A partir de cet événement, il a commencé à rêver de ce pays dont son père lui avait tant parlé, un pays ou tous les hommes étaient traités équitablement qu’elle que soit la couleur de leur peau

Afin d’échapper aux discriminations raciales, Eugène quitte le foyer familial vers l’âge de huit ans avec l’intention d’aller en France. Pour se faire, il vend la chèvre de son père pour 1,5 dollar.

Il passe deux années d’errance avec des gens du voyage, avec lesquels il apprend l’équitation.

En 1911, il se stabilise à Dawson chez la famille Turner, pour lesquels il est garçon d’écurie puis jockey, situation qu’il jugeait transitoire.

En 1912, Eugène embarque clandestinement depuis Norfolk en Virginie à bord d’un bateau à vapeur allemand pour l’Écosse.

Au Royaume-Uni, il travaille comme cible vivante dans une foire de Liverpool et prend des cours de boxe.

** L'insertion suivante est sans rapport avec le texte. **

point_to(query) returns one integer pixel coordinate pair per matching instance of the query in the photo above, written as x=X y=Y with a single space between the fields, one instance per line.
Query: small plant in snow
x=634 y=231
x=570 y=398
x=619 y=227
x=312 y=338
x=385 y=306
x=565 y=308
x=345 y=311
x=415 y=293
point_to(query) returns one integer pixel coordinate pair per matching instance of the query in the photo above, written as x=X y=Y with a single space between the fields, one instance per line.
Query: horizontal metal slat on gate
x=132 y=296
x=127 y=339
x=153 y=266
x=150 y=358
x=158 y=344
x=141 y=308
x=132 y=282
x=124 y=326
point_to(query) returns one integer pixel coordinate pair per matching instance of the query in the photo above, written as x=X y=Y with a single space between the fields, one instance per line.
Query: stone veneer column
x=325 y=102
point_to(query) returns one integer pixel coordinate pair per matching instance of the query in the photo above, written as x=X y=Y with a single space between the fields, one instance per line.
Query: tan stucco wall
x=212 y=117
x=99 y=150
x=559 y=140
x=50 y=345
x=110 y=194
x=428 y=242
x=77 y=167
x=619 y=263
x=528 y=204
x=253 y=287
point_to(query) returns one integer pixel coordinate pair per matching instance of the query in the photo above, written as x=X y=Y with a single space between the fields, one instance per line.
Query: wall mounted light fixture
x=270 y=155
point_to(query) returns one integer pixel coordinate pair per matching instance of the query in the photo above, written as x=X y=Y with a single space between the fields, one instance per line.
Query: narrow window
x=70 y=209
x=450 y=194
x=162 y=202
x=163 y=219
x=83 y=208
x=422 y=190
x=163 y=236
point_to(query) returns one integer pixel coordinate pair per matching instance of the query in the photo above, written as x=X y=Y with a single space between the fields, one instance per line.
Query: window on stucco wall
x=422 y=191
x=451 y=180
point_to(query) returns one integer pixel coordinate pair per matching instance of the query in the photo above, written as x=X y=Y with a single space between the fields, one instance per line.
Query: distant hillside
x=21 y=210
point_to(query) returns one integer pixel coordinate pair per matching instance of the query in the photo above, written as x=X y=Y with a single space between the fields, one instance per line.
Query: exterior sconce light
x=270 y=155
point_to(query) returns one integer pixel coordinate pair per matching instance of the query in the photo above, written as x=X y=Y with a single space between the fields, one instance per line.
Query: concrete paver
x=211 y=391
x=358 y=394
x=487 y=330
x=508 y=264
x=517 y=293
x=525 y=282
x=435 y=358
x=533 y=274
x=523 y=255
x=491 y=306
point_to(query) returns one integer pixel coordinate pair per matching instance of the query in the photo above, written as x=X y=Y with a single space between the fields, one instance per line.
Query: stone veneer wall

Il combat à Londres et s’engage parallèlement dans la troupe de vaudeville de l’Afro-Américaine Belle Davis. En 1913, il dispute un combat à l’Élysée Montmartre. C’est à l’occasion de ce voyage à Paris qu’il décide d’y vivre, et poursuivre sa carrière de boxeur.

Mais quelques mois plus tard, les événements qu’il ne comprenait pas très bien allaient bouleverser son plan. Il aurait pu retourner à Londres mais il avait fuit l’Amérique pour la France, alors ce n’est pas une guerre, qui selon les connaisseurs allait durer quelques mois tout au plus, qui le chasserait. Il décide donc de rester en France.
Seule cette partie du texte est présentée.